Texas, which is challenging the climate regulations in the court system, expects a high volume of these requests, according to Andrea Morrow, a spokeswoman for the Texas Commission on Environmental Quality. State regulators in areas including Pennsylvania, West Virginia, Oregon, Connecticut, Kansas and Georgia, however, said in interviews that they were expecting a light load of permit applications for at least the first six months of the climate regulations, largely due to the down economy.
"There is a certain nervousness with regard to not knowing the answer to every question that is going to be raised, but after a few months, most of those issues are resolved," Becker told ClimateWire.
But it appears there could be more than the customary nervousness in the second phase, which starts in July. Then EPA will broaden the climate regulations to include projects that cross greenhouse gas thresholds -- even if their emissions from other air pollutants are low.
That could have unintended consequences for facilities that already received permits in the past but didn't break ground with construction before July, according to several states' regulators.
An incentive for new projects to get under way
Projects that already ran the permitting gantlet -- like the Paul Creek Energy Center, a planned natural gas project in Georgia -- will be forced to undergo regulatory scrutiny once again to get clearance for their greenhouse gas emissions if they do not start building before July, according to James Capp, who heads up the air protection branch at the Georgia Environmental Protection Division of its Department of Natural Resources.

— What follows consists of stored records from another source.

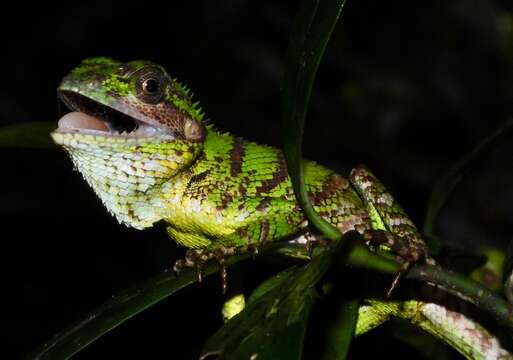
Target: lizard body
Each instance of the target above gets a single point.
(140, 142)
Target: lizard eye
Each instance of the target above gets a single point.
(149, 86)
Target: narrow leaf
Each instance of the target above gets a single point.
(313, 28)
(119, 309)
(342, 330)
(27, 135)
(274, 322)
(447, 183)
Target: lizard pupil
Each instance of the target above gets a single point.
(151, 86)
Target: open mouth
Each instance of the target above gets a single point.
(91, 117)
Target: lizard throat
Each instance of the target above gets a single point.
(94, 118)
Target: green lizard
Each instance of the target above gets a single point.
(141, 144)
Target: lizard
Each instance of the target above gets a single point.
(142, 144)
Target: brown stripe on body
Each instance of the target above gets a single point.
(264, 231)
(279, 176)
(333, 185)
(236, 157)
(197, 178)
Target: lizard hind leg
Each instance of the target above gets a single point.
(401, 235)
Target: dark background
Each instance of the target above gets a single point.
(405, 87)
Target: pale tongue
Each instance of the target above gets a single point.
(78, 120)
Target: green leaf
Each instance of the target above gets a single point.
(274, 322)
(119, 309)
(507, 272)
(341, 332)
(447, 183)
(308, 40)
(271, 283)
(28, 135)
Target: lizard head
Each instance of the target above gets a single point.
(132, 128)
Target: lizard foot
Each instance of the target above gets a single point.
(199, 257)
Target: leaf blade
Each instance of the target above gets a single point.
(314, 25)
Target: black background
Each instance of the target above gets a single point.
(406, 87)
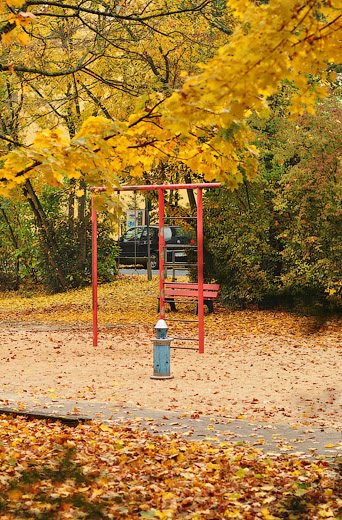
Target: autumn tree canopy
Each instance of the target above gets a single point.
(205, 123)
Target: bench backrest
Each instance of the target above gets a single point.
(210, 290)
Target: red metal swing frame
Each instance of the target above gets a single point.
(160, 188)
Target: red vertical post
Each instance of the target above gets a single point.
(161, 253)
(200, 264)
(94, 268)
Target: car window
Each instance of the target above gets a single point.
(133, 234)
(179, 232)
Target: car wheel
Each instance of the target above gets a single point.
(154, 261)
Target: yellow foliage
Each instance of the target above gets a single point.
(204, 125)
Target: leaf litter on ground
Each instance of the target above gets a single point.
(51, 470)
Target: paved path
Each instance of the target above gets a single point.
(273, 439)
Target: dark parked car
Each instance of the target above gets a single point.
(133, 245)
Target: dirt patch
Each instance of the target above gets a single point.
(277, 377)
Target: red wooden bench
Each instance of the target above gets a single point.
(184, 292)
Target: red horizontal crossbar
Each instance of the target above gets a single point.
(164, 187)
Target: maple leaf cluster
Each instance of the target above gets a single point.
(205, 124)
(51, 470)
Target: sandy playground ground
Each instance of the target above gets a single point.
(275, 374)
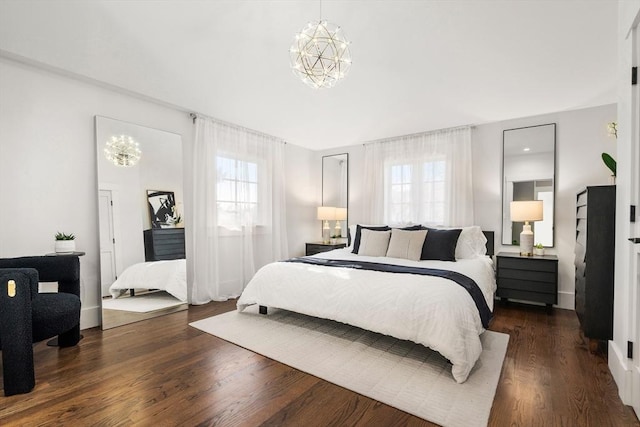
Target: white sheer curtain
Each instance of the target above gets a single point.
(239, 219)
(421, 179)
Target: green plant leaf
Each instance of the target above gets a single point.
(610, 163)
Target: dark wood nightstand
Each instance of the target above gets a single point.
(529, 278)
(317, 247)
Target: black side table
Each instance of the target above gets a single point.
(529, 278)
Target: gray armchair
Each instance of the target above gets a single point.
(27, 316)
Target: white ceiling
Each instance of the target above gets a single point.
(417, 65)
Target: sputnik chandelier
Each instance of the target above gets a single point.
(320, 54)
(122, 150)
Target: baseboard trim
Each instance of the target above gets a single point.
(566, 300)
(622, 375)
(90, 317)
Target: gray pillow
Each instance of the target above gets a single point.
(374, 243)
(406, 244)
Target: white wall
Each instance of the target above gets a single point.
(626, 314)
(48, 164)
(301, 184)
(581, 137)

That means more than filling out some extra paperwork: The project would have to incur additional cost and dedicate more time to moving through the permitting process again.

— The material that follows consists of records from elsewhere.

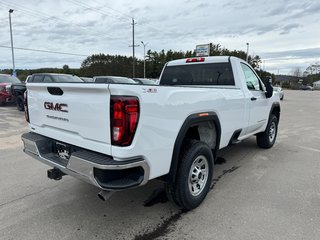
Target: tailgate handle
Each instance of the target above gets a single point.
(55, 91)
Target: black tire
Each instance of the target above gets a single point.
(267, 138)
(182, 192)
(20, 103)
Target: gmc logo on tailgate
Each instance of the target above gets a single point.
(60, 107)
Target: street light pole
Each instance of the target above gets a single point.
(144, 58)
(14, 68)
(247, 52)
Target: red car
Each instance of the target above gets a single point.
(5, 87)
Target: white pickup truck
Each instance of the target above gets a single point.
(120, 136)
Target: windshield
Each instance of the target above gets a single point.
(9, 79)
(66, 78)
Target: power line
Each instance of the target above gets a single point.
(88, 7)
(45, 51)
(38, 14)
(115, 10)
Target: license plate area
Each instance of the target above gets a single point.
(63, 150)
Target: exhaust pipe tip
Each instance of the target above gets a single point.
(104, 195)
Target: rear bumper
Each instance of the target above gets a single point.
(95, 168)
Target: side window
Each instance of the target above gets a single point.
(251, 78)
(37, 78)
(47, 79)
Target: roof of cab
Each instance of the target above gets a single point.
(211, 59)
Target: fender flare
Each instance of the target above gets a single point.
(190, 121)
(273, 106)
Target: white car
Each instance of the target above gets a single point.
(279, 90)
(120, 136)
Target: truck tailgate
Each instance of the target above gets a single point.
(77, 113)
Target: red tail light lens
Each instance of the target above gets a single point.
(26, 111)
(124, 116)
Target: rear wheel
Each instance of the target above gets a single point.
(267, 138)
(194, 175)
(20, 103)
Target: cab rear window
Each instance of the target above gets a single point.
(198, 74)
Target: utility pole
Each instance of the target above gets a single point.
(133, 46)
(144, 58)
(14, 68)
(247, 52)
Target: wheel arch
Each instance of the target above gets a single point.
(192, 121)
(275, 109)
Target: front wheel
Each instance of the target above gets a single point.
(267, 138)
(194, 175)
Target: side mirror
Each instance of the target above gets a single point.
(269, 89)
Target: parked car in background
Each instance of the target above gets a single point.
(87, 79)
(306, 88)
(279, 90)
(18, 89)
(113, 79)
(6, 81)
(144, 81)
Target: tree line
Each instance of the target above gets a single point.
(118, 65)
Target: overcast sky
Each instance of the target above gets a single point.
(285, 34)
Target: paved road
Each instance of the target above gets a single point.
(256, 194)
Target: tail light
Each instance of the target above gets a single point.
(26, 111)
(124, 116)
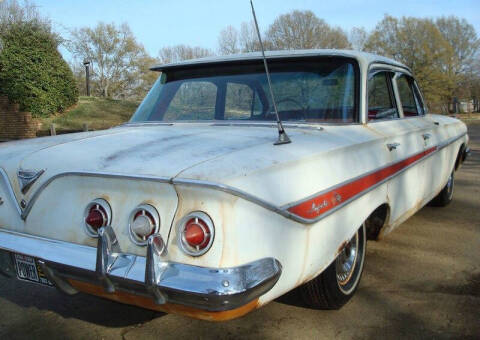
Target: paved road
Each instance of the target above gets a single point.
(421, 281)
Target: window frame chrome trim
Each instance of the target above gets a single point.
(10, 191)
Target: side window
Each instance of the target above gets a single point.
(407, 96)
(241, 102)
(381, 104)
(193, 100)
(418, 99)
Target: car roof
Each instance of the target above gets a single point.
(362, 57)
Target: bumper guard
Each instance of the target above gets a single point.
(210, 289)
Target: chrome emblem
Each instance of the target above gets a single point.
(317, 208)
(27, 177)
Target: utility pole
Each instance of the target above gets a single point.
(87, 75)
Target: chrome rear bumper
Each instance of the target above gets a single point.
(210, 289)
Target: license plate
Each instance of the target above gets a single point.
(29, 270)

Last March, the Paul Creek project won a permit for a trio of new simple-cycle natural gas-fired units that would have a total 225-megawatt capacity. Eyeing the economy, however, its planners decided wait a few years to break ground.

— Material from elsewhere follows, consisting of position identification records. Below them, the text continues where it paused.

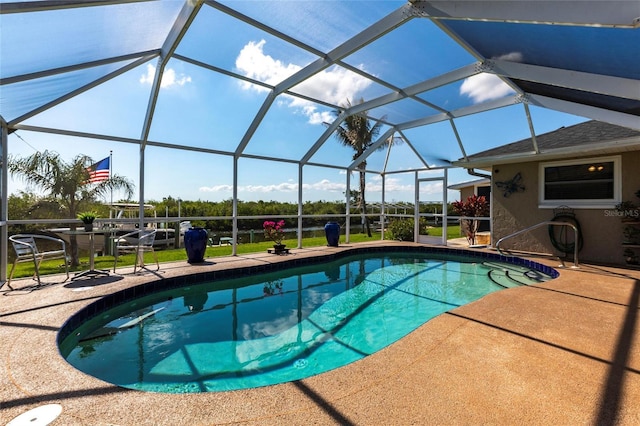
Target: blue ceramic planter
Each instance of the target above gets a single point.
(332, 232)
(195, 242)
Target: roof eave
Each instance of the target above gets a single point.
(609, 147)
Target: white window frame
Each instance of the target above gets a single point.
(582, 204)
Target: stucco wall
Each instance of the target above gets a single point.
(602, 229)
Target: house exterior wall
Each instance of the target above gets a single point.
(601, 228)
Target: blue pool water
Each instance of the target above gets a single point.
(280, 326)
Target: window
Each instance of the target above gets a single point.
(585, 183)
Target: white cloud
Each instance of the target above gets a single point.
(169, 77)
(322, 185)
(334, 85)
(486, 87)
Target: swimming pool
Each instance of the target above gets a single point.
(278, 326)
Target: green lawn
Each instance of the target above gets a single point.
(172, 255)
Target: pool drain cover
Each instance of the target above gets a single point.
(39, 416)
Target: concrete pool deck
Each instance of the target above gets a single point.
(563, 352)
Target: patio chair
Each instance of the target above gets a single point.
(31, 248)
(139, 242)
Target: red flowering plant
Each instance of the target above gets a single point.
(274, 231)
(474, 206)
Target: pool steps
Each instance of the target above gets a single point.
(514, 275)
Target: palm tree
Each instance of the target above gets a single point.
(66, 183)
(357, 132)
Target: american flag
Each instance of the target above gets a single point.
(99, 172)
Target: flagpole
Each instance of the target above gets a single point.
(110, 175)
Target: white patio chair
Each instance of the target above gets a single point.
(30, 248)
(139, 242)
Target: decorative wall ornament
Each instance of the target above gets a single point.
(511, 186)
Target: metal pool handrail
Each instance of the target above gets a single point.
(546, 222)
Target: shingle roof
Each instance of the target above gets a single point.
(583, 135)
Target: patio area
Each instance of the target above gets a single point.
(563, 352)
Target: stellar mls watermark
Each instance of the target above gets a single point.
(623, 214)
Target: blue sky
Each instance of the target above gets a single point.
(201, 108)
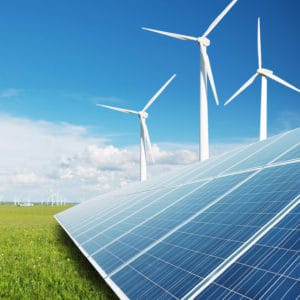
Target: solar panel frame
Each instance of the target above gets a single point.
(284, 149)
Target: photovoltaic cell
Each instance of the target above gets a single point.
(168, 237)
(270, 269)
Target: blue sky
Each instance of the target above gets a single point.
(59, 58)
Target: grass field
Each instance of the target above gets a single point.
(39, 261)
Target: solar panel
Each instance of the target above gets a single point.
(208, 231)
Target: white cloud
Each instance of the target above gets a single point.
(39, 157)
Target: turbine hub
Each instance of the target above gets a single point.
(143, 115)
(264, 72)
(203, 41)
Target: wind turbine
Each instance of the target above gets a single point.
(145, 138)
(264, 73)
(205, 71)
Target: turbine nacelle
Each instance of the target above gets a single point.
(143, 114)
(203, 41)
(264, 72)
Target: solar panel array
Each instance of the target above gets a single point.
(225, 228)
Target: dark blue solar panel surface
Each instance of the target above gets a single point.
(170, 233)
(195, 249)
(270, 269)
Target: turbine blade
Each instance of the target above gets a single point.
(219, 18)
(209, 73)
(119, 109)
(242, 88)
(146, 138)
(174, 35)
(158, 93)
(283, 82)
(259, 44)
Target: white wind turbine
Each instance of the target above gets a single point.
(205, 71)
(264, 73)
(145, 138)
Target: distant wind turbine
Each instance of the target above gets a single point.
(264, 73)
(205, 71)
(145, 138)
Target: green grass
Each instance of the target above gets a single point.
(39, 261)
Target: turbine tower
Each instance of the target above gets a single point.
(264, 73)
(205, 71)
(144, 134)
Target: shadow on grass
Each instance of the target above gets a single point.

"With our permit, we could basically have it in our back pocket and begin construction later, but now the government has basically forced our hand with this new regulation," said Robert Tucker, a senior manager on the project. "There is a risk now that our investment will be for naught," he said.
An unknown third phase
Tucker said his team sought a specific air permit that required them to have low emissions for previously regulated air pollutants like lead because it did not come saddled with a requirement that they start building at a particular time.
Now, however, they fear that the new climate regulations may force them to start construction sooner than planned.
"There is a clock right now on when we have to decide on our existing permit that we didn't have before," he said.
Moreover, if they were to seek the new permit, it would come with a requirement that they begin construction within 18 months of receiving it -- or risk having to go through the process once again.
Capp, the Georgia air regulator, believes that Paul Creek is not alone. In Georgia, there are at least another half-dozen projects -- many of them biomass facilities -- that will face similar problems, he said. They have to make decisions now if they plan to break ground, scrap their plans or seek the permits, he said.
It is not unusual for there to be a lag between when a company gets a permit and when it starts construction, he said. But the wilted economy and uncertainty about how the country will approach biomass in the future have also slowed construction projects at many of these sites, he said.
It is unclear how widespread this issue may be. Becker said that he has not heard many of these types of complaints, but Capp suggests that many of these instances might fly under regulators' radars.
The third phase of the climate rules, which would begin by July 2013, could see much more activity because it will likely apply to more emitters, especially if the economy continues to improve.
While EPA has not revealed what that proposed third phase might entail, the agency has said that no sources that emit less than 50,000 tons per year will be required to seek permits until at least April 30, 2016.